Como agem com o termômetro das ruas e nenhuma delas se encheu em protesto contra este reajuste, os procuradores devem ter concluído que os brasileiros concordam em premiá-los pelos bons serviços prestados. Como não se ouviram panelas contra essa apropriação dos recursos devidos à União, é possível que a autonomia da força-tarefa seja vista como o preço a pagar para que o Brasil se livre da chaga da corrupção.

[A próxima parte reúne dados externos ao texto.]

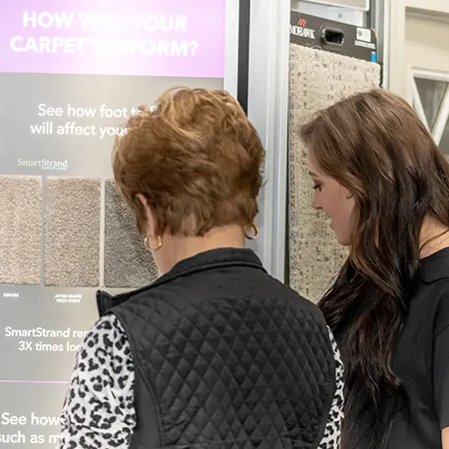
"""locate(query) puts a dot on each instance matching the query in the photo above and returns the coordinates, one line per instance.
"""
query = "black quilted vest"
(226, 357)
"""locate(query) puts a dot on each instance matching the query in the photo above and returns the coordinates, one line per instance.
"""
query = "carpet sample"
(317, 79)
(72, 232)
(127, 263)
(20, 229)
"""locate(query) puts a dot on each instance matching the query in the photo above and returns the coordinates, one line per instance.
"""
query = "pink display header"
(182, 38)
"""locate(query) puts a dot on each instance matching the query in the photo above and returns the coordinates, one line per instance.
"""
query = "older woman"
(216, 353)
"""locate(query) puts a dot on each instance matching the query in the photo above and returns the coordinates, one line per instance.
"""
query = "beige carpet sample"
(127, 263)
(317, 79)
(72, 232)
(20, 229)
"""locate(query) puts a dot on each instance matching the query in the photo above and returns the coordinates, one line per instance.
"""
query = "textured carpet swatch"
(20, 229)
(72, 232)
(317, 79)
(126, 261)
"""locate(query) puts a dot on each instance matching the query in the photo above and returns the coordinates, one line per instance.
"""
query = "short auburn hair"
(195, 157)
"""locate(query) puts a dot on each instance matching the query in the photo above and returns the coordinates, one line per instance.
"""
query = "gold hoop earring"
(254, 229)
(146, 242)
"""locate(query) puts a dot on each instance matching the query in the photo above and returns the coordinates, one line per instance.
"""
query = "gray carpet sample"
(317, 79)
(127, 263)
(20, 229)
(72, 232)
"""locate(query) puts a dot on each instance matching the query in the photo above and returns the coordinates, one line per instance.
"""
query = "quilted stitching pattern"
(230, 371)
(233, 358)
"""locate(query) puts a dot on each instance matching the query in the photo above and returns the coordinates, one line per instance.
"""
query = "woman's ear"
(150, 225)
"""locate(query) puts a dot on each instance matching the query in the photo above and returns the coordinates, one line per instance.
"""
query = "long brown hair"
(374, 144)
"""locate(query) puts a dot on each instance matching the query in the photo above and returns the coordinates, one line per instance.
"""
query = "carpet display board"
(70, 77)
(317, 79)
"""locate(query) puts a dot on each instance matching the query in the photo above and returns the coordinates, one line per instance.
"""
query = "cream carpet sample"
(72, 232)
(317, 79)
(20, 229)
(127, 263)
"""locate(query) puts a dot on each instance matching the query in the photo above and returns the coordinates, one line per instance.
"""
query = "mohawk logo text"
(302, 31)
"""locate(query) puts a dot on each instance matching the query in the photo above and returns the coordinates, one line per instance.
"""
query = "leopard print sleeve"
(332, 431)
(99, 407)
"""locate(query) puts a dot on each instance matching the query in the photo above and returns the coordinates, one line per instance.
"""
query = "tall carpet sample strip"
(20, 229)
(126, 261)
(317, 79)
(72, 232)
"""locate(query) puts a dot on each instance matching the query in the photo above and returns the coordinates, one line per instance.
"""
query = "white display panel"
(71, 73)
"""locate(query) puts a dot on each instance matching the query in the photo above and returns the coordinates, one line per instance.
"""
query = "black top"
(421, 360)
(226, 357)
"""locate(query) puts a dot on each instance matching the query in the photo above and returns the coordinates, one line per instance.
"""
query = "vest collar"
(216, 258)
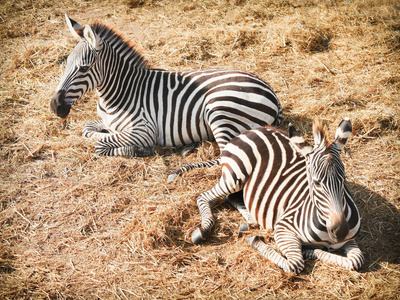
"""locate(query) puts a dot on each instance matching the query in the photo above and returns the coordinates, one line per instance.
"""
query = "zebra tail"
(188, 167)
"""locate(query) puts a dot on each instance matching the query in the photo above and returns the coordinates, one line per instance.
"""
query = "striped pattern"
(141, 107)
(293, 188)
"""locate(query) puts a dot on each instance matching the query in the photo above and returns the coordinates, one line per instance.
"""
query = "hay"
(77, 225)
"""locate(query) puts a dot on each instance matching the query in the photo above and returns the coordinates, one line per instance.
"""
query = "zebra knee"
(199, 236)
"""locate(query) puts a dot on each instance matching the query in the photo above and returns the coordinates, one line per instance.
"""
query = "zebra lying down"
(141, 107)
(297, 190)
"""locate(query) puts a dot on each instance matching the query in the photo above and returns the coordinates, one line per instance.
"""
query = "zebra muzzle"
(58, 104)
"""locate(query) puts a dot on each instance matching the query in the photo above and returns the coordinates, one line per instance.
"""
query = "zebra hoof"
(197, 237)
(252, 240)
(172, 177)
(243, 228)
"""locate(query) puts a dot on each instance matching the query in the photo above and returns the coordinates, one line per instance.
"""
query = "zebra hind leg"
(189, 167)
(353, 260)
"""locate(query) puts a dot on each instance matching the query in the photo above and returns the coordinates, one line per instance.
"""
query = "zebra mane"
(117, 41)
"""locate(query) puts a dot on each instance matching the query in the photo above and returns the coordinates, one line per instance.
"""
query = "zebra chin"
(59, 105)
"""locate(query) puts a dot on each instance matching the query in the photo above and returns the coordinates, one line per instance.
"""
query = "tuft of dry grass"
(78, 225)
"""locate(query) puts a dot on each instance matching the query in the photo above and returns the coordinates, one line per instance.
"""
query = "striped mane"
(118, 42)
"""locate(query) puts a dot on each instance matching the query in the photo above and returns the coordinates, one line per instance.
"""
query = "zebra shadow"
(379, 238)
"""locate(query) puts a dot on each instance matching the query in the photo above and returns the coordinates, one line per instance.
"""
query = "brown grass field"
(75, 225)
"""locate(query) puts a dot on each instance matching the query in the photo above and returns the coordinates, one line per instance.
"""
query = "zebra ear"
(342, 133)
(320, 135)
(92, 38)
(298, 141)
(75, 28)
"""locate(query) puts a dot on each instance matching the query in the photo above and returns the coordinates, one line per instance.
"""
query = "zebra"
(141, 107)
(295, 189)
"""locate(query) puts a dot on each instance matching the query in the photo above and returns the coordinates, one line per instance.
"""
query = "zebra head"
(82, 73)
(326, 176)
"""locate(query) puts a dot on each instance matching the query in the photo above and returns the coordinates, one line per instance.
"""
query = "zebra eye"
(83, 69)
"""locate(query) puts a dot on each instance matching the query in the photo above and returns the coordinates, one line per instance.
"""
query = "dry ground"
(76, 225)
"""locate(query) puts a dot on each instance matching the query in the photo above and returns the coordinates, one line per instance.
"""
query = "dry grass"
(76, 225)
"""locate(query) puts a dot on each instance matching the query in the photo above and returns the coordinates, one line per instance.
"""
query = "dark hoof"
(252, 240)
(244, 228)
(172, 177)
(197, 237)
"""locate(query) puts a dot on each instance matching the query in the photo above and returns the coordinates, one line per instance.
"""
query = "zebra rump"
(295, 189)
(141, 107)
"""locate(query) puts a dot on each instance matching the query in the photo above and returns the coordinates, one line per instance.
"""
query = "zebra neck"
(121, 83)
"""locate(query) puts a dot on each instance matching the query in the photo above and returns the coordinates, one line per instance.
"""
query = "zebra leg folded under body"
(95, 129)
(291, 259)
(120, 144)
(353, 261)
(205, 202)
(192, 166)
(236, 200)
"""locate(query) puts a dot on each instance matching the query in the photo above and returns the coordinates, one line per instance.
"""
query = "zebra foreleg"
(353, 261)
(258, 243)
(188, 167)
(189, 148)
(205, 202)
(291, 259)
(236, 200)
(95, 129)
(120, 144)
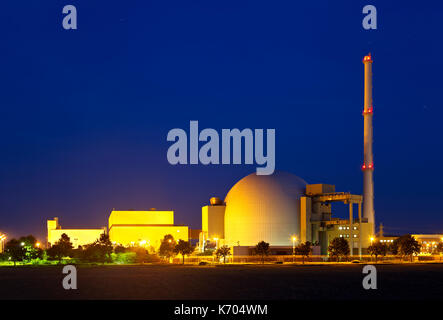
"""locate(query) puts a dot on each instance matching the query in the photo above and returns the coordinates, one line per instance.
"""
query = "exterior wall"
(213, 221)
(305, 219)
(78, 237)
(320, 188)
(343, 230)
(137, 218)
(132, 235)
(428, 242)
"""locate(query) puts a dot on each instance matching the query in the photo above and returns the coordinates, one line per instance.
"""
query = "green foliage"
(61, 249)
(304, 250)
(99, 251)
(406, 245)
(338, 248)
(184, 248)
(119, 249)
(14, 250)
(262, 249)
(207, 252)
(167, 247)
(124, 258)
(23, 249)
(378, 249)
(223, 251)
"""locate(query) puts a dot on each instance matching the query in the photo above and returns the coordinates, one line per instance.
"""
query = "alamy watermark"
(252, 142)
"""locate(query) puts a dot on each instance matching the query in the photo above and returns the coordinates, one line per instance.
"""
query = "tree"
(167, 246)
(223, 251)
(262, 249)
(15, 250)
(439, 249)
(104, 248)
(378, 249)
(304, 250)
(338, 247)
(184, 248)
(407, 245)
(31, 248)
(119, 249)
(62, 248)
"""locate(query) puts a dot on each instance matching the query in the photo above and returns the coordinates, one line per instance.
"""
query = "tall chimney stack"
(368, 163)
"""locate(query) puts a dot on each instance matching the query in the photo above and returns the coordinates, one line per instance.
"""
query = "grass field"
(409, 281)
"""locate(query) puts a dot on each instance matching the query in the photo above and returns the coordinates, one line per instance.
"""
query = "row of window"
(346, 228)
(347, 236)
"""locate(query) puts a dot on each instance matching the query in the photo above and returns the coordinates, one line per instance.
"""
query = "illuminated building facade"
(78, 237)
(2, 242)
(144, 227)
(283, 210)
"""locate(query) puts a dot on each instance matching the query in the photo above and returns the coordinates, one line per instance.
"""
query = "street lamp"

O presidente da Associação Nacional dos Procuradores da República, José Robalinho Cavalcanti, reconhece a não previsão legal da cláusula adotada em Curitiba, diz ser bem-vinda a aprovação de uma lei que regulamente o repasse, comum em outras instituições, como Ibama ou Detran, mas, em cumprimento de seu dever, sai em defesa dos colegas. A decisão, argumenta, foi homologada pelo juiz Sergio Moro, um dos primeiros, no país, a autorizar que carros apreendidos em operações de combate à lavagem de dinheiro fossem vendidos antes de virarem sucata. O procedimento, depois autorizado pelo Conselho Nacional de Justiça, permitiu que uma parte dos recursos, depositados em contas, fossem destinados à infraestrutura das operações.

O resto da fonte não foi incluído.